YANBU to feel this way - but the way you communicate it to your partner could be, if you don't tread carefully.
The fact he didn't give your eldest child the opportunity to buy you a present in the supermarket has me seething. I would combust over this. I have a child from another relationship and it would be a potentially relationship-ending apocalyptic bloodbath. But that's me. And I think that should be treated as a separate issue.

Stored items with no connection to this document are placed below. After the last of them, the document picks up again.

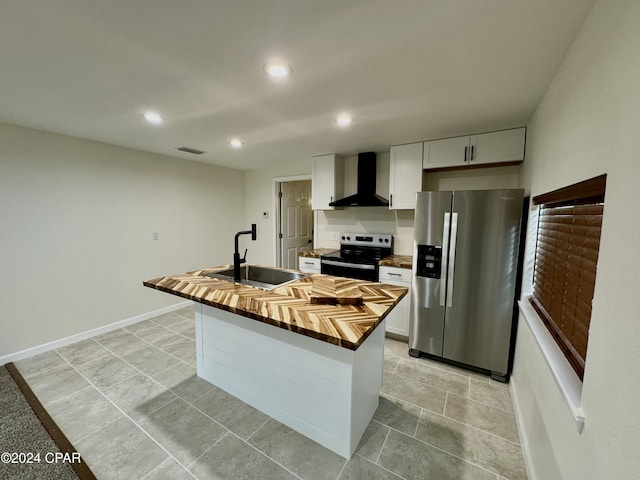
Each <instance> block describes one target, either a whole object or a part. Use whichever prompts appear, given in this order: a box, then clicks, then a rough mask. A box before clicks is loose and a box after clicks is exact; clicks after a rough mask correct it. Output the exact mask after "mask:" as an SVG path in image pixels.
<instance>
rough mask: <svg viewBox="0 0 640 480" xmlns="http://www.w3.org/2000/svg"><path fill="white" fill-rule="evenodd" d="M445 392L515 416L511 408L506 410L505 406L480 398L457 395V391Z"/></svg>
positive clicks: (471, 401) (475, 402)
mask: <svg viewBox="0 0 640 480" xmlns="http://www.w3.org/2000/svg"><path fill="white" fill-rule="evenodd" d="M447 393H450V394H451V395H455V396H456V397H461V398H464V399H465V400H468V401H470V402H474V403H477V404H480V405H483V406H485V407H490V408H495V409H496V410H501V411H502V412H504V413H508V414H510V415H513V416H515V412H513V411H511V410H507V409H506V408H502V407H496V406H495V405H491V404H489V403H486V402H482V401H480V400H476V399H474V398H470V397H465V396H463V395H459V394H457V393H455V392H447Z"/></svg>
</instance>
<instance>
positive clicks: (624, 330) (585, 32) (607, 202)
mask: <svg viewBox="0 0 640 480" xmlns="http://www.w3.org/2000/svg"><path fill="white" fill-rule="evenodd" d="M639 24H640V2H637V1H635V0H600V1H598V2H597V3H596V4H595V6H594V8H593V10H592V12H591V14H590V16H589V17H588V19H587V21H586V23H585V25H584V27H583V28H582V30H581V32H580V34H579V36H578V38H577V39H576V41H575V43H574V45H573V46H572V48H571V50H570V51H569V53H568V55H567V57H566V58H565V60H564V62H563V64H562V66H561V68H560V70H559V71H558V73H557V75H556V77H555V79H554V80H553V82H552V83H551V84H550V86H549V88H548V90H547V92H546V94H545V96H544V98H543V100H542V102H541V103H540V105H539V106H538V108H537V111H536V112H535V115H534V116H533V118H532V120H531V122H530V124H529V129H528V132H527V160H526V162H525V163H524V165H523V168H522V177H521V178H522V183H523V185H524V186H525V187H526V188H527V189H528V190H529V191H530V192H531V193H532V194H533V195H536V194H539V193H543V192H547V191H550V190H554V189H556V188H560V187H563V186H566V185H569V184H572V183H575V182H578V181H581V180H585V179H588V178H591V177H594V176H596V175H600V174H602V173H606V174H607V192H606V199H605V210H604V223H603V227H602V238H601V246H600V257H599V261H598V273H597V279H596V290H595V295H594V300H593V314H592V318H591V327H590V333H589V347H588V352H587V360H586V371H585V377H584V383H583V388H582V396H581V401H580V403H581V405H580V406H581V407H582V410H583V412H584V416H585V418H586V423H585V427H584V431H583V432H582V434H579V433H578V431H577V429H576V424H575V422H574V421H573V419H572V417H571V414H570V412H569V409H568V407H567V404H566V402H565V401H564V398H563V395H562V394H561V391H560V389H559V387H558V384H557V383H556V381H555V380H554V378H553V376H552V375H551V373H550V369H549V367H548V365H547V362H546V360H545V357H544V356H543V355H542V354H541V351H540V348H539V345H538V343H537V342H536V340H535V338H534V336H533V335H532V331H531V329H530V328H529V326H528V325H527V324H526V322H524V321H523V319H522V317H521V321H520V329H519V332H518V340H517V346H516V357H515V364H514V373H513V379H512V385H513V391H514V399H515V403H516V407H517V410H518V411H519V414H520V422H521V427H522V428H523V429H522V432H521V433H522V435H523V441H524V443H525V445H527V453H528V455H529V461H530V463H529V465H530V467H531V468H532V471H531V478H532V479H534V480H548V479H554V480H555V479H562V480H569V479H570V480H578V479H604V478H612V479H613V478H615V479H617V480H630V479H636V478H638V472H640V461H639V460H638V456H637V449H638V444H639V442H640V413H639V410H638V408H637V403H638V399H639V398H640V376H639V373H638V365H640V322H639V321H638V313H637V312H638V309H637V305H636V299H637V296H638V292H640V249H639V248H638V245H640V213H639V210H638V208H637V207H638V205H640V188H638V178H640V163H639V162H638V159H639V158H640V141H638V138H640V137H639V135H638V132H639V131H640V115H638V112H640V91H639V90H638V85H639V79H640V33H639V32H640V30H639V29H638V25H639ZM532 234H533V232H529V235H530V239H531V235H532ZM527 261H528V263H530V261H531V258H530V257H529V258H528V259H527ZM528 285H530V283H529V279H528V278H525V287H526V286H528Z"/></svg>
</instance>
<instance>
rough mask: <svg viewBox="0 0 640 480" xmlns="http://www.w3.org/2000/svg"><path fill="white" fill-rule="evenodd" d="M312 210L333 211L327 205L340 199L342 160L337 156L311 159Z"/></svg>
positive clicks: (342, 194)
mask: <svg viewBox="0 0 640 480" xmlns="http://www.w3.org/2000/svg"><path fill="white" fill-rule="evenodd" d="M311 184H312V187H313V192H312V194H311V203H312V205H313V209H314V210H333V209H334V207H331V206H329V203H331V202H333V201H334V200H337V199H339V198H342V196H343V190H344V159H343V158H342V157H341V156H339V155H319V156H317V157H313V166H312V169H311Z"/></svg>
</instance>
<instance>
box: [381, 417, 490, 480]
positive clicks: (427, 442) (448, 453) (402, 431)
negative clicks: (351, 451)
mask: <svg viewBox="0 0 640 480" xmlns="http://www.w3.org/2000/svg"><path fill="white" fill-rule="evenodd" d="M387 427H389V432H387V436H388V435H389V433H391V430H393V431H394V432H397V433H399V434H401V435H404V436H405V437H407V438H411V439H413V440H415V441H417V442H420V443H422V444H424V445H428V446H430V447H431V448H435V449H436V450H438V451H440V452H442V453H446V454H447V455H450V456H452V457H454V458H457V459H458V460H460V461H462V462H465V463H468V464H469V465H473V466H475V467H478V468H480V469H481V470H484V471H485V472H489V473H491V474H492V475H496V476H498V475H500V474H499V473H496V472H492V471H491V470H488V469H487V468H486V467H483V466H482V465H479V464H477V463H474V462H472V461H470V460H467V459H466V458H462V457H460V456H458V455H455V454H454V453H451V452H448V451H447V450H445V449H443V448H442V447H438V446H437V445H433V444H431V443H429V442H426V441H424V440H421V439H419V438H417V437H412V436H411V435H408V434H407V433H405V432H403V431H402V430H398V429H397V428H394V427H392V426H391V425H387ZM386 442H387V439H386V438H385V441H384V443H385V444H386ZM383 448H384V444H383ZM380 455H382V449H380V454H379V456H380ZM376 465H378V461H377V460H376ZM396 475H397V474H396Z"/></svg>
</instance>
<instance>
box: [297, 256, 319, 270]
mask: <svg viewBox="0 0 640 480" xmlns="http://www.w3.org/2000/svg"><path fill="white" fill-rule="evenodd" d="M298 270H300V271H301V272H304V273H320V259H319V258H312V257H298Z"/></svg>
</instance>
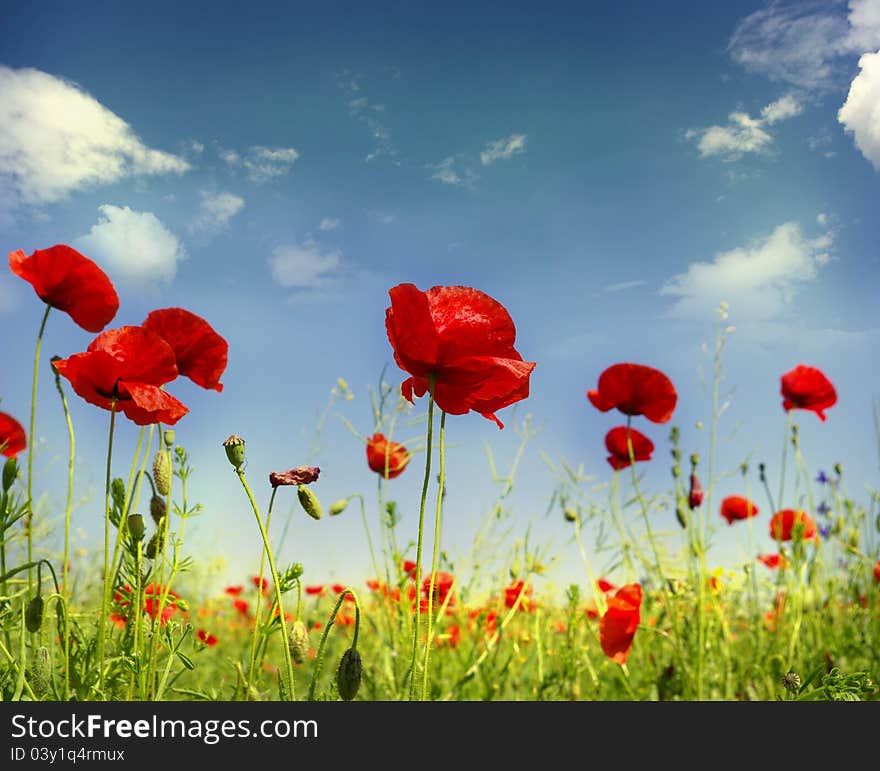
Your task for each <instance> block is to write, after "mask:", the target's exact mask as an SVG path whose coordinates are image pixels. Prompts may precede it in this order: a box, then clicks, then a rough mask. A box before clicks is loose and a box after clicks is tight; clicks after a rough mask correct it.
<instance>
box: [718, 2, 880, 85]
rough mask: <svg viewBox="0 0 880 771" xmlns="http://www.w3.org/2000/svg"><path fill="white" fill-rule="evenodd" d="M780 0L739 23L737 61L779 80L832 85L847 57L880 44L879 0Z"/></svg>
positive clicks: (843, 68)
mask: <svg viewBox="0 0 880 771" xmlns="http://www.w3.org/2000/svg"><path fill="white" fill-rule="evenodd" d="M847 8H848V13H847V14H846V15H844V14H843V12H842V4H840V3H829V2H824V1H822V2H816V1H815V0H813V1H808V2H804V1H801V2H796V3H790V4H787V5H783V4H780V3H777V2H774V3H771V4H769V5H768V6H767V7H766V8H763V9H761V10H759V11H755V12H754V13H752V14H749V15H748V16H746V17H745V18H744V19H742V20H741V21H740V22H739V23H738V24H737V26H736V29H735V30H734V32H733V35H732V36H731V38H730V41H729V44H728V51H729V52H730V54H731V56H732V57H733V59H734V60H735V61H737V62H738V63H739V64H741V65H743V66H744V67H746V68H747V69H749V70H751V71H753V72H759V73H762V74H764V75H767V76H768V77H770V78H771V79H773V80H780V81H784V82H787V83H792V84H794V85H797V86H802V87H805V88H815V89H820V90H821V89H826V88H830V87H832V86H833V85H834V84H835V83H836V82H837V81H839V80H840V79H841V78H842V77H843V76H844V74H845V72H846V69H845V66H844V62H843V60H842V57H845V56H850V55H854V54H861V53H864V52H866V51H870V50H874V49H876V48H878V47H880V4H878V3H877V0H850V2H849V3H848V4H847Z"/></svg>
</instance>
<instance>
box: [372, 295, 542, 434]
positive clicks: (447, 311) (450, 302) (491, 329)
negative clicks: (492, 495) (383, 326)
mask: <svg viewBox="0 0 880 771" xmlns="http://www.w3.org/2000/svg"><path fill="white" fill-rule="evenodd" d="M388 294H389V295H390V297H391V307H390V308H387V309H386V311H385V329H386V331H387V333H388V340H389V341H390V343H391V347H392V348H393V350H394V360H395V361H396V362H397V365H398V366H399V367H400V368H401V369H402V370H404V371H405V372H408V373H409V374H410V375H411V377H409V378H407V379H406V380H404V381H403V383H401V386H400V390H401V393H402V394H403V396H404V397H405V398H406V399H407V400H409V401H410V402H411V401H412V400H413V394H415V395H416V396H423V395H424V394H425V393H427V391H428V389H429V387H430V379H431V377H433V378H434V382H435V385H434V401H435V402H436V403H437V406H438V407H439V408H440V409H441V410H443V411H444V412H447V413H449V414H451V415H463V414H465V413H467V412H469V411H471V410H473V411H474V412H479V413H480V414H481V415H482V416H483V417H484V418H488V419H489V420H494V421H495V423H497V424H498V427H499V428H503V427H504V426H503V424H502V423H501V421H500V420H498V418H497V417H496V416H495V413H496V412H497V411H498V410H500V409H502V408H504V407H508V406H509V405H511V404H513V403H514V402H517V401H520V400H521V399H525V398H526V397H527V396H528V395H529V377H530V376H531V374H532V370H533V369H534V368H535V363H534V362H526V361H523V359H522V356H521V355H520V354H519V352H518V351H517V350H516V349H515V348H514V342H515V340H516V327H515V326H514V323H513V319H511V317H510V314H509V313H508V312H507V310H506V309H505V307H504V306H503V305H502V304H501V303H499V302H498V301H497V300H495V299H493V298H492V297H490V296H489V295H487V294H485V293H483V292H481V291H479V290H478V289H474V288H472V287H467V286H435V287H431V288H430V289H428V290H427V291H426V292H422V291H421V290H420V289H418V288H417V287H416V286H415V285H414V284H398V285H397V286H395V287H392V288H391V290H389V292H388Z"/></svg>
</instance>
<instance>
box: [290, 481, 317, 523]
mask: <svg viewBox="0 0 880 771" xmlns="http://www.w3.org/2000/svg"><path fill="white" fill-rule="evenodd" d="M296 495H297V497H298V498H299V502H300V504H301V505H302V507H303V509H304V510H305V512H306V514H308V515H309V516H310V517H311V518H312V519H320V518H321V514H322V513H323V512H322V510H321V502H320V501H319V500H318V496H317V495H315V494H314V493H313V492H312V491H311V489H310V488H309V487H307V486H306V485H299V486H298V487H297V488H296Z"/></svg>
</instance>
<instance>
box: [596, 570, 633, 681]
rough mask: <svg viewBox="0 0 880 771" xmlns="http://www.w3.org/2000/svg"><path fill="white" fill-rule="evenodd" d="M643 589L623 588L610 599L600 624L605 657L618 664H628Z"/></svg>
mask: <svg viewBox="0 0 880 771" xmlns="http://www.w3.org/2000/svg"><path fill="white" fill-rule="evenodd" d="M641 605H642V587H641V586H640V585H639V584H626V585H624V586H621V587H620V589H618V590H617V592H615V594H614V595H613V596H611V597H609V598H608V610H606V611H605V614H604V615H603V616H602V620H601V621H600V622H599V641H600V643H601V644H602V650H603V651H604V652H605V655H606V656H608V658H610V659H611V660H612V661H616V662H617V663H618V664H626V659H627V656H629V650H630V648H631V647H632V641H633V638H634V637H635V634H636V629H638V626H639V619H640V610H641Z"/></svg>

The rest of it... He has tried to do a nice thing, and make an effort. It's misguided and might suggest that he doesn't really know you very well, but it's the kind of thing my Dad would do for my Mum and they are, in every other regard, deliriously happy. He just panics when it comes to buying her presents/arranging surprises, stops seeing her as his wife and goes into 'default gift for women' mode.
Although the fact that there was already a plan in place for your day is an issue, because he knew about this and over-ruled it. So it isn't really a nice thing, it's a 'we're doing what I want to do' thing. Unless you've previously expressed upset that your birthdays aren't that special, you just end up hanging around at home...?
Fuck it. I've tried to be reasonable and give him the benefit of the doubt, because I do believe that when someone tries and goes to some effort, you shouldn't ever throw it back in their face. It is indeed the height of rudeness. But I can't get my head around how he can have been party to all of the planning and then done this. It's not necessarily how it makes YOU feel - it's your kids... Your poor kids.
I'm going to stop rambling. YANBU. I would tell him that you'd love to go out for a meal with him at night, it's lovely of him to spoil you and you really appreciate it, but you'd like your children to have the chance to spoil you too, it's important that they get to do this so they don't grow up to be monsters that only take - WE ARE FUCKING PLAYING PASS THE PARCEL.